A life-changing near-death experience
On a hike in the Himalayas, Paul Sullivan woke to find his partner without a pulse.
There’s no telling when a medical affliction will strike. Paul Sullivan initially thought little of his staph infection compared with the illnesses and infections he and partner Fliss Winstone saw while in India in 2014 and 2015. And Winstone herself almost succumbed to altitude sickness.
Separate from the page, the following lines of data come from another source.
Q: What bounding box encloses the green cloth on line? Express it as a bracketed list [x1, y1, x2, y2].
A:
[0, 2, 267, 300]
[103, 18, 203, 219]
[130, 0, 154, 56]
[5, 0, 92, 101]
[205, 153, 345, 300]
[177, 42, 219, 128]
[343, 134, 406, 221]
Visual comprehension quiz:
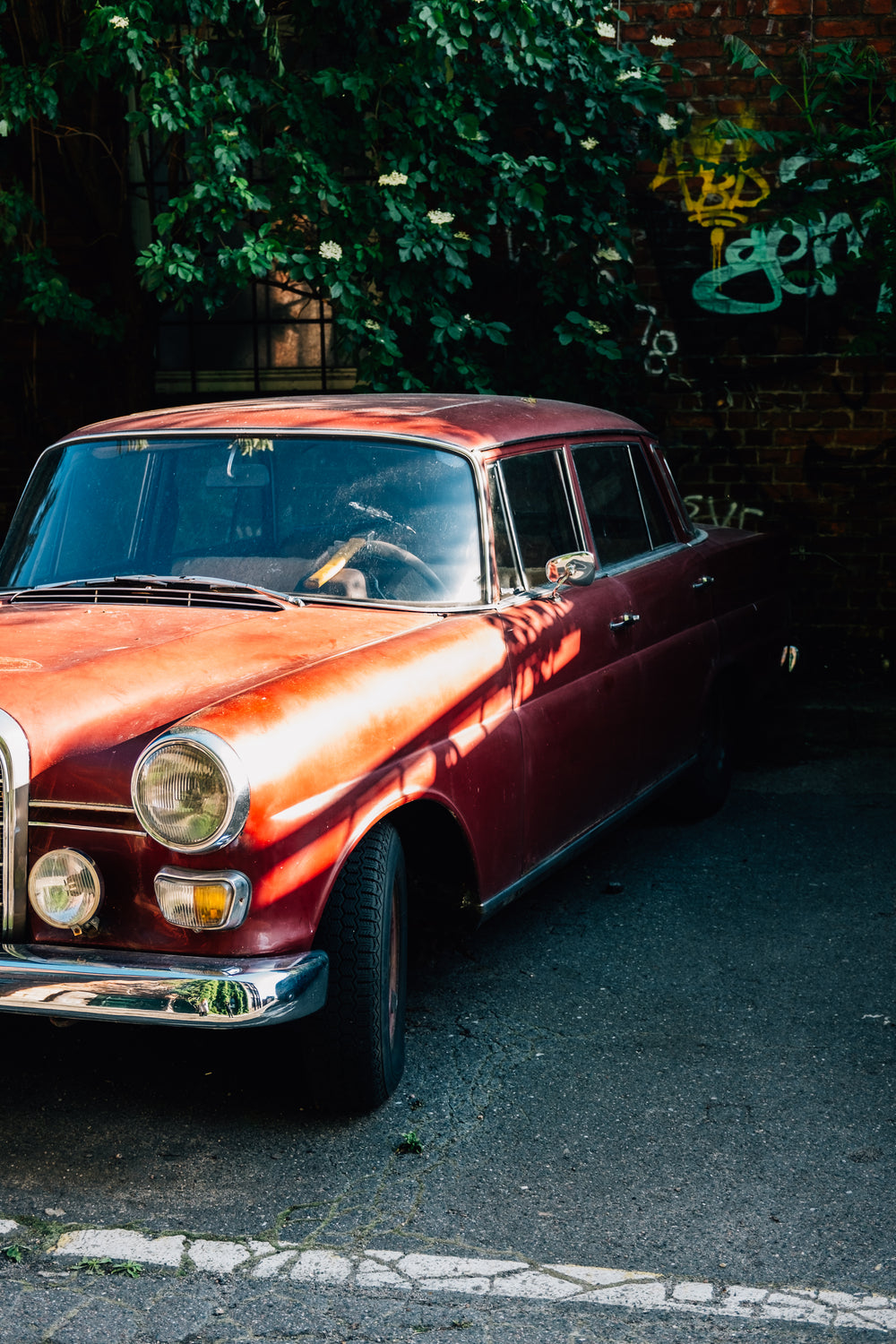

After working in Hyderabad, Sullivan went travelling with Winstone in the Himalayas for three months. Near the end of an eight-day hike to the base of the world’s third highest mountain, Kangchenjunga in Sikkim, Sullivan awoke in their tent to hear Winstone gurgling.
He had done a first-aid course for his job, but “couldn’t find a pulse – maybe because of the inflammation in her face and neck – or sign of breathing. With a mixture of CPR and cold water, I managed to revive her to the point where she could communicate. Winstone says images of her family flashed before her eyes.
“Then began a painstaking 17-hour effort to carry her down from the Goecha La pass at 5000m to Yuksom at 1800m – a mammoth effort by the Sherpas. During the descent, Fliss was vomiting and had no vision, and although she was conscious, it didn’t seem as if she was on this planet. At that stage, I had no idea that it was altitude sickness, as she didn’t have the usual symptoms. So, I thought there would be long-term consequences.
“We were in a no-fly zone as a result of conflict on the Indian border, so a helicopter was not an option. On arrival in Yuksom, Fliss was cared for in a basic clinic. The police constable checked her pulse regularly – now a running family joke. The next day, we managed to convince a caring local to drive us five hours to Siliguri, where Fliss received further medical treatment. She was diagnosed with, and treated for, both pulmonary and cerebral oedema, and has since made a full recovery.
“As low-key as ever, Fliss to this day believes we overreacted. For me, the toughest thing to acknowledge has been that I almost lost her. In the moment, I found it incredibly difficult to compose myself to a point where I could administer CPR. It’s tough when the person you love is the patient and not breathing.”